Gelişimiz ardındaki günler, ıslak gri bir Londra’ydı. Valizler ve yıkanıp yerleştirilecekler bir yanda, Alaz ve benim ailelerimizi, kalabalık şen şakrak bir Türkiye gezisini geride bırakmanın buhranı diğer yanda. İkimiz de sürekli homurdandık evde. Sonunda güneş açtı ve yakındaki parkta aldık soluğu. Sonbahar gelmişmiş meğer kış gibi hissedilse de!
Sonbahar güneşi, yapraklar, ağaçlar ve renkleri ve de Alaz’ın yürümeye başlaması güzel bir manzara oluşturdu.

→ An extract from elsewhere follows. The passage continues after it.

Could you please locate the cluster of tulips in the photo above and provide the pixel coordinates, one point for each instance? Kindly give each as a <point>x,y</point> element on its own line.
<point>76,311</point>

Bak bak doyamadım…
2 Yorum Var
o dokulen sari yapraklarin guzelligine alaz'inda onlara bakarkenki sirinligine diyecek yok deniz'cim:) buralara kadar gelmisken keske gorusebilseydik sizi tanimayi cok isterdik umarim bir dahaki sefere 🙂
Evet biz de tanışmayı çok isterdik. İstanbul'da değiliz bu kez anane evindeyiz Burhaniye'de.